Sorting algorithm that moves element to a 2-dimensional array

Question

I had an idea for a sorting algorithm wich is very fast, but can (potentially) use a lot of memory. I'm not a Computer Science student/graduate, only a self-taught programmer so I don't know how to evaluate it's viability. Also, I would like to know if it has already been documented and under what name.

Algorithm:

• Get an unsorted array
• Iterate through it, and find the highest and lowest value stored in it
• Determine "range" (highest - lowest)
• Make a 2 dimensional array presorted,
  in which the first dimension's size is "range" + 1
• For each element in array "unsorted"
  • Add the current element into presorted[current_element_value - lowest]
• Make array "sorted", and add each element of presorted's second dimension, ignoring the empty first dimensions.
• return the sorted array

An example using said algorithm would be the following:

unsorted[] = {5, 8, 2, 4, 6, 8, 2, 0, 4, 5, 6, 3, 3, 2, 1}

After iterating through it once, we get:
lowest: 0
highest: 8

range = highest - lowest = 8

Make 2 dimensional array presorted,
 consisting of range+1 arrays:

presorted[0] = {}
presorted[1] = {}
presorted[2] = {}
presorted[3] = {}
presorted[4] = {}
presorted[5] = {}
presorted[6] = {}
presorted[7] = {}
presorted[8] = {}

Next we add the elements, first element of unsorted is 5.
 5 - lowest (0) is 5

presorted[0] = {}
presorted[1] = {}
presorted[2] = {}
presorted[3] = {}
presorted[4] = {}
presorted[5] = {5}
presorted[6] = {}
presorted[7] = {}
presorted[8] = {}

After doing this which each element:

presorted[0] = {0}
presorted[1] = {1}
presorted[2] = {2, 2, 2}
presorted[3] = {3, 3}
presorted[4] = {4, 4}
presorted[5] = {5, 5}
presorted[6] = {6, 6}
presorted[7] = {}
presorted[8] = {8, 8}

Now, we simply create an empty array called "sorted",
 to which we add all the elements
 of non-empty arrays in presorted:

sorted = {0, 1, 2, 2, 2, 3, 3, 4, 4, 5, 5, 6, 6, 8, 8}

This is the C++ source code for it

std::vector<int> Sort(std::vector<int> &unsorted)
{
   int min = unsorted[0];
   int max = unsorted[0];

   int range;

   std::vector<int> sorted;

   for (int i = 0; i < unsorted.size(); i++)
   {
      if (unsorted[i] > max)
         max = unsorted[i];
      if (unsorted[i] < min)
         min = unsorted[i];
   }

   range = max - min;
   std::vector<std::vector<int>> presorted(range+1);

   for (int i = 0; i < unsorted.size(); i++)
       presorted[unsorted[i] - min].push_back(unsorted[i]);

   for (int i = 0; i < presorted.size(); i++)
   {
       if (!presorted[i].empty())
       {
           for (int k = 0; k < presorted[i].size(); k++)
               sorted.push_back(presorted[i][k]);
       }
   }

    return sorted;
}

Is this algorithm viable?

I think it could be used in certain scenarios (when range is not too big) and it has the advantage that you can determine if it's appropriate to use it with simply iterating once through the unsorted list.

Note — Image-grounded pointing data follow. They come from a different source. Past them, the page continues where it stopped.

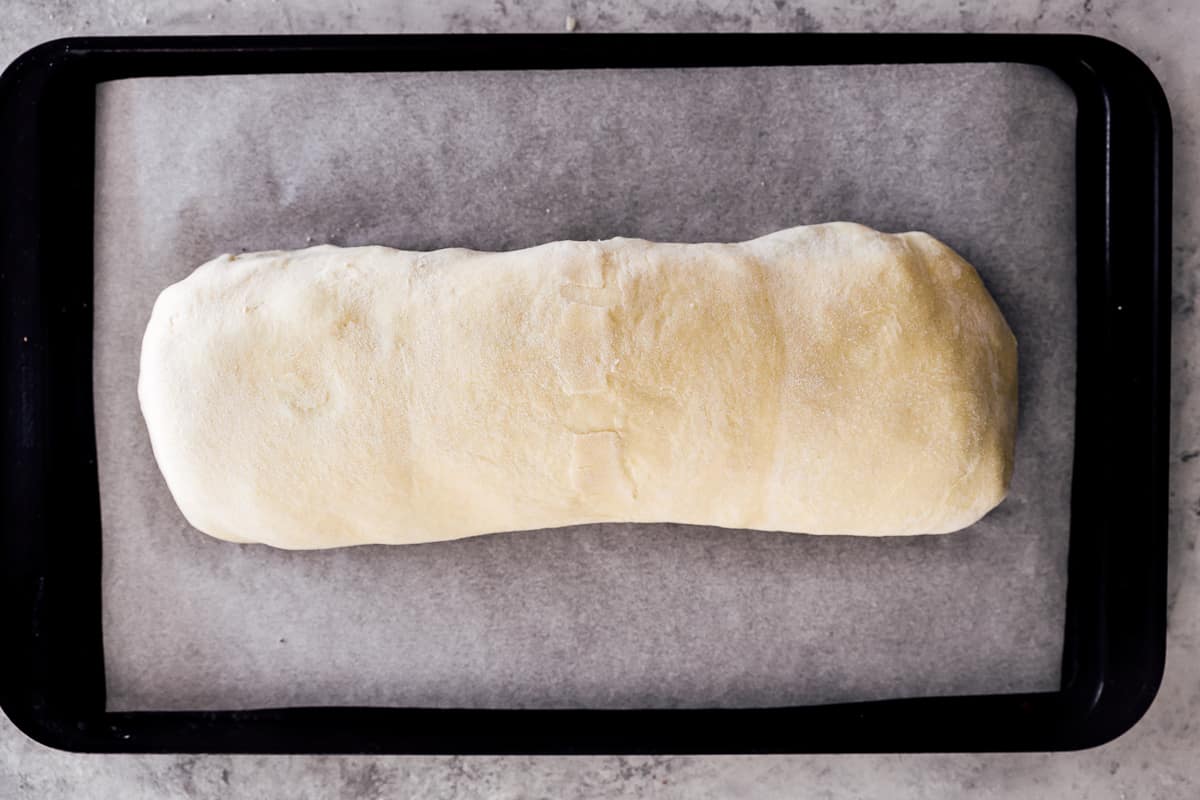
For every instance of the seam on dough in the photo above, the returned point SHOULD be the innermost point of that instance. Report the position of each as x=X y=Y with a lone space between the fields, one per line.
x=600 y=296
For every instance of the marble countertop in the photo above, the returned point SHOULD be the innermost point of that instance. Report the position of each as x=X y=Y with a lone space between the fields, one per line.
x=1156 y=759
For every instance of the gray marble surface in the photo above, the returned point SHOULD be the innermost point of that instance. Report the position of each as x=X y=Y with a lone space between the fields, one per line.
x=1156 y=759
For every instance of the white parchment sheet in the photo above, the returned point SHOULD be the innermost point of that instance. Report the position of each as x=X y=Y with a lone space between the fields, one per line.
x=616 y=615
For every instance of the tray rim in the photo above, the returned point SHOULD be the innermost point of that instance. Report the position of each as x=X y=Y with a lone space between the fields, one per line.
x=52 y=680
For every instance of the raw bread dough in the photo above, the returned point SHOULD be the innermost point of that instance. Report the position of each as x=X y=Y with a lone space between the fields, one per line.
x=826 y=379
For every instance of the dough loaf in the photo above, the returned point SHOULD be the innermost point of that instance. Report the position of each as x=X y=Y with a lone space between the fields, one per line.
x=825 y=379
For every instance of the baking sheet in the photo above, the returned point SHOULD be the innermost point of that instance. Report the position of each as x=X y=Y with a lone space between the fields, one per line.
x=613 y=615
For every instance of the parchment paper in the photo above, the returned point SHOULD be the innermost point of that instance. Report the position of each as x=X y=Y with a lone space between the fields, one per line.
x=603 y=615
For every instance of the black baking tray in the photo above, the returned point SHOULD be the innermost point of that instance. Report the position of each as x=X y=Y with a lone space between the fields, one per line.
x=52 y=673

I'll do some tests and report back.

Answer 1

What you have come up with is a sligthly less memory efficient version of counting sort.

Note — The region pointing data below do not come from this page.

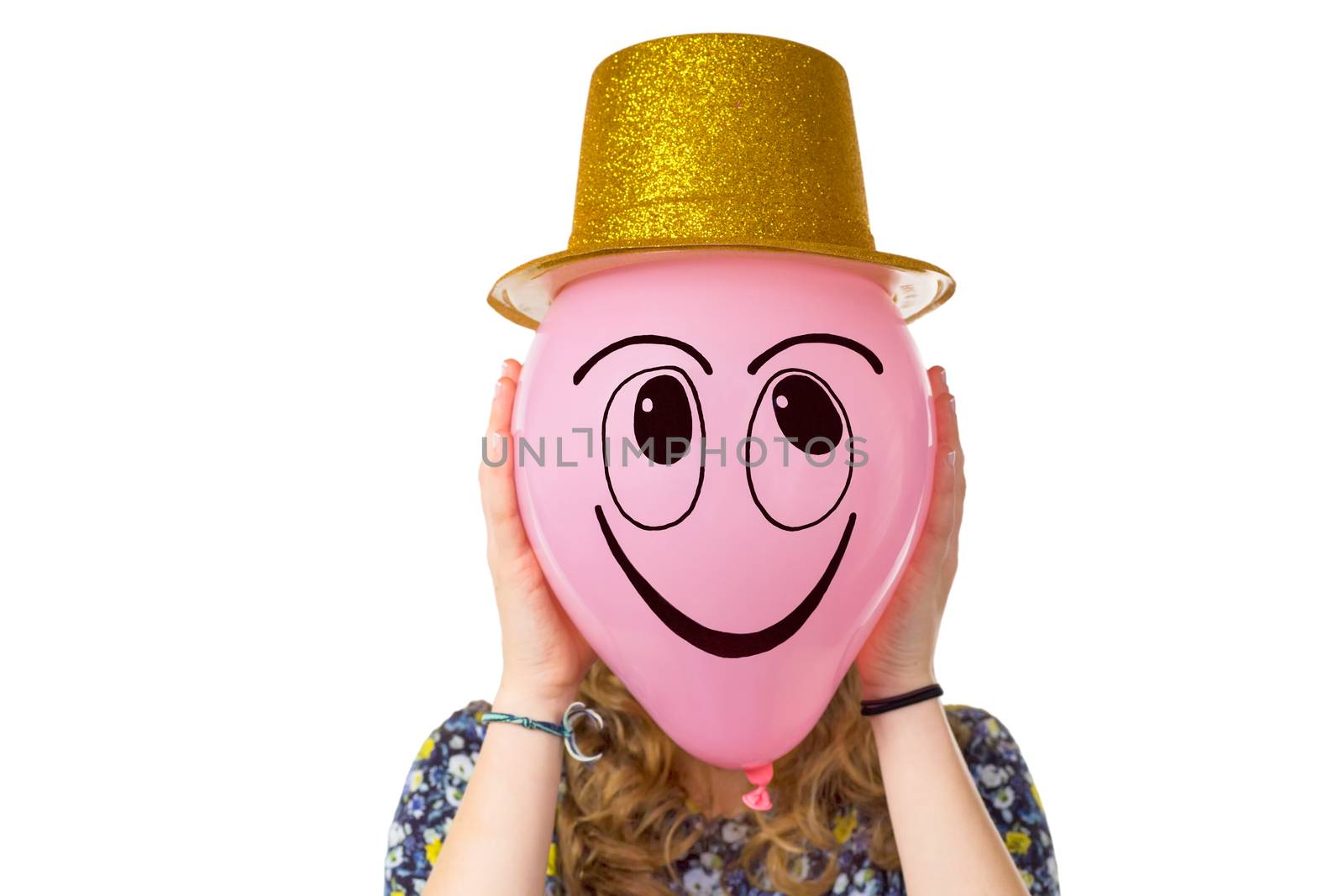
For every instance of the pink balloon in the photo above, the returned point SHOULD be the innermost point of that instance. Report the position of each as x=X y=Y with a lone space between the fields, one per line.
x=730 y=591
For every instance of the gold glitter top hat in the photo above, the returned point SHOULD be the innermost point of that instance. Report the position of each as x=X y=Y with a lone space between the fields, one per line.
x=718 y=141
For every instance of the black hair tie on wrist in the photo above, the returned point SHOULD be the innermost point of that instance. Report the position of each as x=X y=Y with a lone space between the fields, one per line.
x=887 y=705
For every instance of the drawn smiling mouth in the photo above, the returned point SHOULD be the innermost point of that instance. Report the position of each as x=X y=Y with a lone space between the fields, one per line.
x=725 y=644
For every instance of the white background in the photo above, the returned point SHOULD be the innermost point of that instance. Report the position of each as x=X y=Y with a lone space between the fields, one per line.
x=245 y=360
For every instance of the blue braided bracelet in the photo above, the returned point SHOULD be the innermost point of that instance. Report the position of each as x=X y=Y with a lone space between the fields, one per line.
x=564 y=731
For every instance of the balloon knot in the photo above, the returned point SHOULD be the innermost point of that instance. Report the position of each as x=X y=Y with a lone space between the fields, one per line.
x=759 y=799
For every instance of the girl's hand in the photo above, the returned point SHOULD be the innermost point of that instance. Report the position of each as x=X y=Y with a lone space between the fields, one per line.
x=898 y=656
x=544 y=656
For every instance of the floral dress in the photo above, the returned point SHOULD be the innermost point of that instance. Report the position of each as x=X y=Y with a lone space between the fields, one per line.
x=445 y=761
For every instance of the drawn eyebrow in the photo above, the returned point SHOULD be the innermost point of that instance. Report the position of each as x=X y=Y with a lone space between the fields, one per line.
x=831 y=338
x=635 y=340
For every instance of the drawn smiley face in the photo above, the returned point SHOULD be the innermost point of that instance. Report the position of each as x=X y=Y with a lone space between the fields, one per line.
x=669 y=426
x=727 y=461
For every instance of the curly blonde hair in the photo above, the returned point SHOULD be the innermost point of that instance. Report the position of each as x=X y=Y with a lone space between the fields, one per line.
x=625 y=817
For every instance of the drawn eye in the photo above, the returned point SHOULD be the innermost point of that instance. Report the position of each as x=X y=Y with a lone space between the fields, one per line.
x=806 y=414
x=663 y=425
x=652 y=441
x=799 y=454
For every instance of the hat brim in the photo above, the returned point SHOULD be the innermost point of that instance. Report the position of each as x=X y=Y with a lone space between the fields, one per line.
x=524 y=293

This algorithm works in $\mathcal{O}(n + range)$ time where $n$ is the number of elements in the vector $unsorted$ and $max$ and $min$ are as defined in your program.

Your implementation uses $\mathcal{O}(n + range)$ memory. You can make it more memory efficient by just keeping track of how many times the same number in the vector 'unsorted' occurs rather than maintaining a vector with repeated instances of the same element i.e.

vector<int> presorted(range+1);
for(int i = 0; i < unsorted.size(); i++)
     presorted[unsorted[i] - min]++

It will now use only $\mathcal{O}(range)$ memory.

Yes you are correct, this method might potentially use up a lot of memory if the difference between the smallest and largest elements of the vector is too great.

For those who are not fluent in C++:

1. OP is finding the smallest and largest elements of the unsorted array $max$ and $min$ respectively.
2. He is initializing an array of size $max - min$ and creating an empty linked list in each position of the array (in this code it is the vector of vector of integers $presorted$).
3. Then each element of $unsorted$ is added as a new node in the linked list at $presorted[unsorted[i] - min]$. In a random access computational model this operation will take $\mathcal{O}(1)$ time and hence each element of $unsorted$ is added to its appropriate bucket in constant time.
4. Then he is just iterating in the array of linked lists and compressing it to the final array $sorted$ which is the final output.